Researchers around the world praised the advance as a technical tour de force, a triumph of international scientific collaboration, and evidence that the publicly funded Human Genome Project is on track to sequencing by 2002 all of the 3.2 billion units of genetic code that together describe how to make a person.
Scientists hope that by noting "spelling errors" in the chromosomes of people with various diseases, they will be able to understand the molecular underpinnings of those ailments and develop new therapies. But first they must determine the normal sequences for each chromosome, as they now have for chromosome 22, the second smallest of the human chromosomes.
"For the hundreds of genes that are on this chromosome, we now have their anatomy," said Francis Collins, chief of the National Human Genome Research Institute, which funded most of the U.S. contribution to the project. "And for all the medical conditions [that are related to genes on that chromosome], we'll be that much further along understanding them."
About three dozen diseases are known to be caused by faulty genes on chromosome 22. Most are rare, such as DiGeorge syndrome, which involves abnormal development of the immune system, and there is indirect evidence that a gene on chromosome 22 may contribute to the risk of schizophrenia. But with scientists expecting to find a total of 700 or 800 genes embedded in the chromosome's code, scores of other diseases may eventually be shown to have their roots there.
"I can tell you it is no fun chasing down a disease gene when you're in territory no one has ever been in before," Collins said at a Washington news conference yesterday. For scientists hunting for important genes on chromosome 22, he said, having the complete sequence in hand is "a dream come true."

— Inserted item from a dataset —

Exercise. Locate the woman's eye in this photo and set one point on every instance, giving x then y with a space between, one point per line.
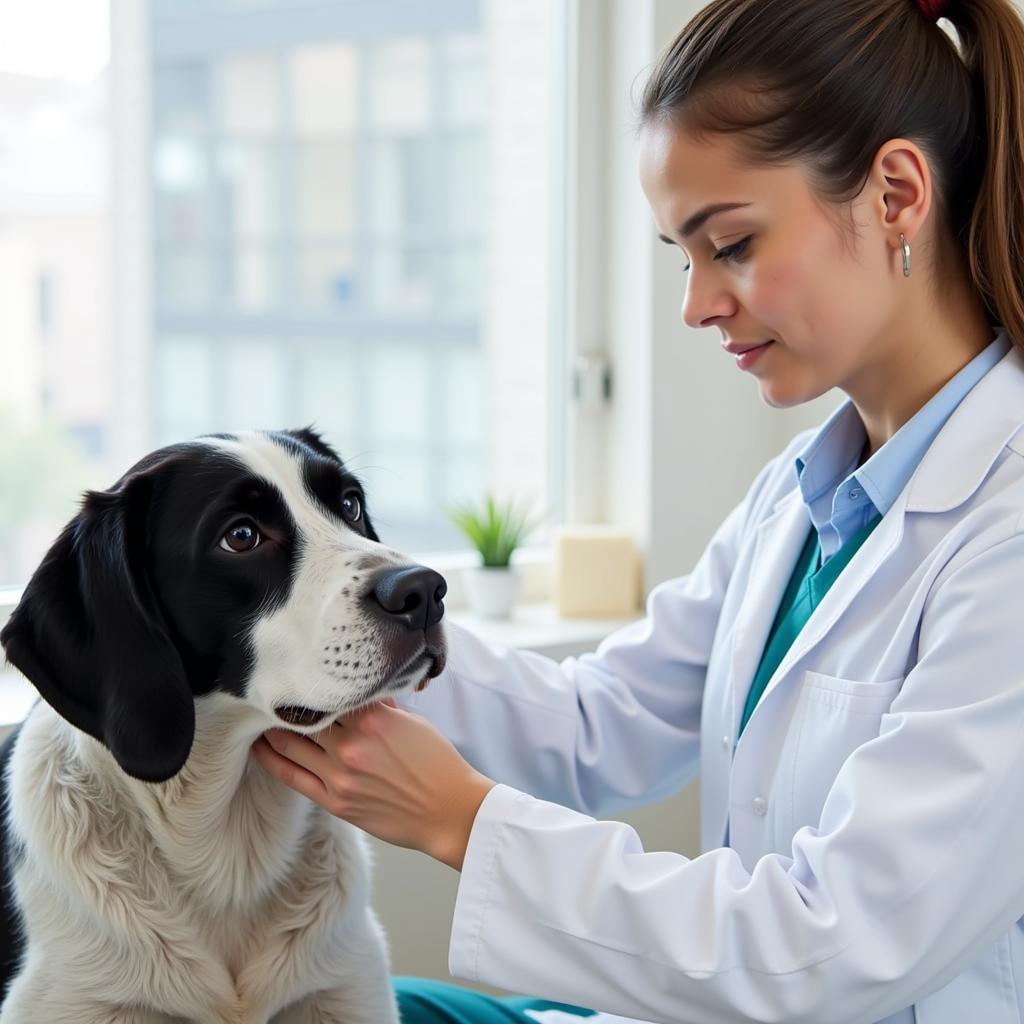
241 537
735 252
351 507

Chromosomal sequence analysis also may provide insights into human evolution, because large chunks of molecular text in human chromosomes are very similar to certain DNA chunks in animal chromosomes. A comparison of those molecular scripts could reveal how and when various organisms branched off from one another and diverged over millions of years.
"It's like seeing the surface or the landscape of a new planet for the first time," said Mark Patterson, an editor at Nature, the scientific journal that is publishing the chromosome report today. "It's allowing us to say something about its geography, and it's also allowing us to say something about its history, . . . how the chromosome evolved."

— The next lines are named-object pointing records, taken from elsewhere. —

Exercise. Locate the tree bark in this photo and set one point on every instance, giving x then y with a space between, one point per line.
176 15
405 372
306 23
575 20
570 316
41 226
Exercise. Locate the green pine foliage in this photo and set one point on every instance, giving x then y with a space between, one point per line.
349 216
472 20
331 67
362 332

A chromosome, like a skein of yarn, is a single long strand of DNA folded and refolded into a plump, cinch-waisted bundle inside a cell. The DNA strand is made of four chemical subunits--the four "letters" of the genetic alphabet--strung together by the millions. Anywhere from 1,000 to a half-million of those letters typically make up a gene, and the order of the letters within the gene determines what the gene does in the body.
The exact meaning of chromosome 22's molecular sequence remains mostly a mystery. In some ways, it's like a long run-on sentence in a foreign language for which only a modest number of words have been translated into English. Scientists understand what the translated words mean, and they now know the remaining letters, but most of it remains untranslated and therefore the meaning remains unknown. Moreover, only about 3 percent of the script is believed to encode working genes, with most of the rest of the sequence being "junk" DNA, the function of which remains unknown.
But with chromosome 22's complete script in hand--and with similar texts already being translated in other organisms, such as the mouse and the fruit fly--scientists said it won't be long before they become fluent in the language of human genes and begin to make profound discoveries about embryo development, genetic diseases and aging.
The scientific report lists more than 200 scientists as co-authors, an astonishing number that Nature editors said was probably a record. Four institutions cooperated in the venture: the Sanger Center in Cambridge, England; Keio University School of Medicine in Tokyo; the University of Oklahoma in Norman; and Washington University in St. Louis.
Technically, the sequence is not 100 percent complete. Small gaps, constituting a total of about 3 percent of the chromosome's "letters," have proven impossible to decode, in some cases because they contain confusing strings of repeating motifs. And one specialized end of the chromosome, the DNA of which helps cells make another kind of genetic material called RNA, is not included in the new analysis.
But according to a 1996 international convention, a chromosome that is at least 95 percent sequenced and whose remaining gaps are small and well delineated can be deemed "complete." Various analyses showed that the completed sequence contains less than one error for every 50,000 letters.
Researchers on the chromosome 22 project emphasized yesterday that the results of their work were made freely available to other scientists on the World Wide Web every day as they accumulated. And in stark contrast to some privately financed efforts--most notably, that of controversial geneticist and entrepreneur J. Craig Venter of Celera Genomics Corp. in Rockville--they said no one on the team had filed for patents on the genes they had found.
The Genetic Alphabet
Every cell of every living organism contains genetic material made up of the compounds adenine, thymine, cytosine and guanine, represented as A, T, C and G. The precise order of these compounds regulates every aspect of an organism's life, from conception to death.